Вдруг охотник выбегает,
Прямо в зайчика стреляет.

- Мама, мама! – кричу я, - но почему он выбегает на «пять»?
- Не знаю, Даша, - отвечает мать, недоуменно пожимая плечами. – Это стишок такой, дочка.
- Да, я знаю! А что если бы зайчик вышел на «четыре»?
- Не знаю.
- А ты подумай, - не унимаюсь я, - подумай, а.
- Не знаю, - качает головой мама. – Ложись спать, дочка, завтра вставать рано.
Она уходит, ласково погладив меня по голове и чмокнув в щеку.
Я же не могу заснуть, мысль о том, что бы случилось с зайчиком, не дает мне покоя.
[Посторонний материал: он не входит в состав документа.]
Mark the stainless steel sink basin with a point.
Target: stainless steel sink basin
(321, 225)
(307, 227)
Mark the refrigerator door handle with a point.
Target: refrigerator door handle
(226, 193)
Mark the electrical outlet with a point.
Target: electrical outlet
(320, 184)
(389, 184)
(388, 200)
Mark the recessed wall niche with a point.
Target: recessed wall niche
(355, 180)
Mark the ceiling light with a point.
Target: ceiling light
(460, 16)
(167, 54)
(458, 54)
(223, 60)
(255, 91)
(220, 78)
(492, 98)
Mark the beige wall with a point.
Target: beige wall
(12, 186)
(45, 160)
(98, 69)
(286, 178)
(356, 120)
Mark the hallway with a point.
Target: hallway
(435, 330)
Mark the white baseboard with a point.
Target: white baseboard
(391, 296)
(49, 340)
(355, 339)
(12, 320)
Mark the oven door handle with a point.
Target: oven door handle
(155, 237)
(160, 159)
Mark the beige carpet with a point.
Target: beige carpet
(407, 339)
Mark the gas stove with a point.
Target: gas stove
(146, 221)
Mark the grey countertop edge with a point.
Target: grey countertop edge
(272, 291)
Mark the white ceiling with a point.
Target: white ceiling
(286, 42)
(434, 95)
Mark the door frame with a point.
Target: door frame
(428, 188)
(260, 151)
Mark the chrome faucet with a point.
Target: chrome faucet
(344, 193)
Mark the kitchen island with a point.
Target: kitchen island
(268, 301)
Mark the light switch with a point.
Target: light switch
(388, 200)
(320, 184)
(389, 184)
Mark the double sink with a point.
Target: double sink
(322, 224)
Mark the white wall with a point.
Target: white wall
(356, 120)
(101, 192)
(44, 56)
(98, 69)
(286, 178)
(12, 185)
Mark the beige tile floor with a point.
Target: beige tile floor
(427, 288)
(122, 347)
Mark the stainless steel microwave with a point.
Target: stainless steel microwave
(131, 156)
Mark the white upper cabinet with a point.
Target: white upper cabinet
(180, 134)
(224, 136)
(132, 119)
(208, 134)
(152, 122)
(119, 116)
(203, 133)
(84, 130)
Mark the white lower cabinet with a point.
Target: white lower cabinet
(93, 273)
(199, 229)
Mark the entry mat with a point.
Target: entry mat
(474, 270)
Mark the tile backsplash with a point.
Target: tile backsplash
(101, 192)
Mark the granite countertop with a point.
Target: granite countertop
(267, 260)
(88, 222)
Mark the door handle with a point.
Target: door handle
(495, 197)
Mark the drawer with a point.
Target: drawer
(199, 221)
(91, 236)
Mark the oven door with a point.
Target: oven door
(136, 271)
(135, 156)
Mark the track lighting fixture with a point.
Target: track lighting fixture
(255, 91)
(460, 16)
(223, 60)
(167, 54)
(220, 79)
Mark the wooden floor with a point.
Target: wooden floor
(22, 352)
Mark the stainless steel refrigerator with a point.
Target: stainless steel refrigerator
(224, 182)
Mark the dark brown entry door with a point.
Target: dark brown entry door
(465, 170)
Эти загадочные и в тоже время простые цифры волнуют мою детскую душу. Если б не «пять» он бы не встретился с охотником и… Перебрав в уме все варианты его судьбы, я вновь думаю о цифрах, произношу их про себя нараспев, монотонно и медленно, повторяя каждую последующую до тех пор, пока из сознания не ускользает сама суть произнесенного.

Мне было лет пять, когда я впервые задумалась над необъяснимой связью между числами и событиями, между событиями и людьми.

Два!
В детстве меня отправляли летом к бабушке в Ровенскую область. Бабушка, несмотря на то, что всю жизнь провела на украинском хуторе, говорить предпочитала на русском языке, щедро сдабривая его милыми сердцу украинскими словечками.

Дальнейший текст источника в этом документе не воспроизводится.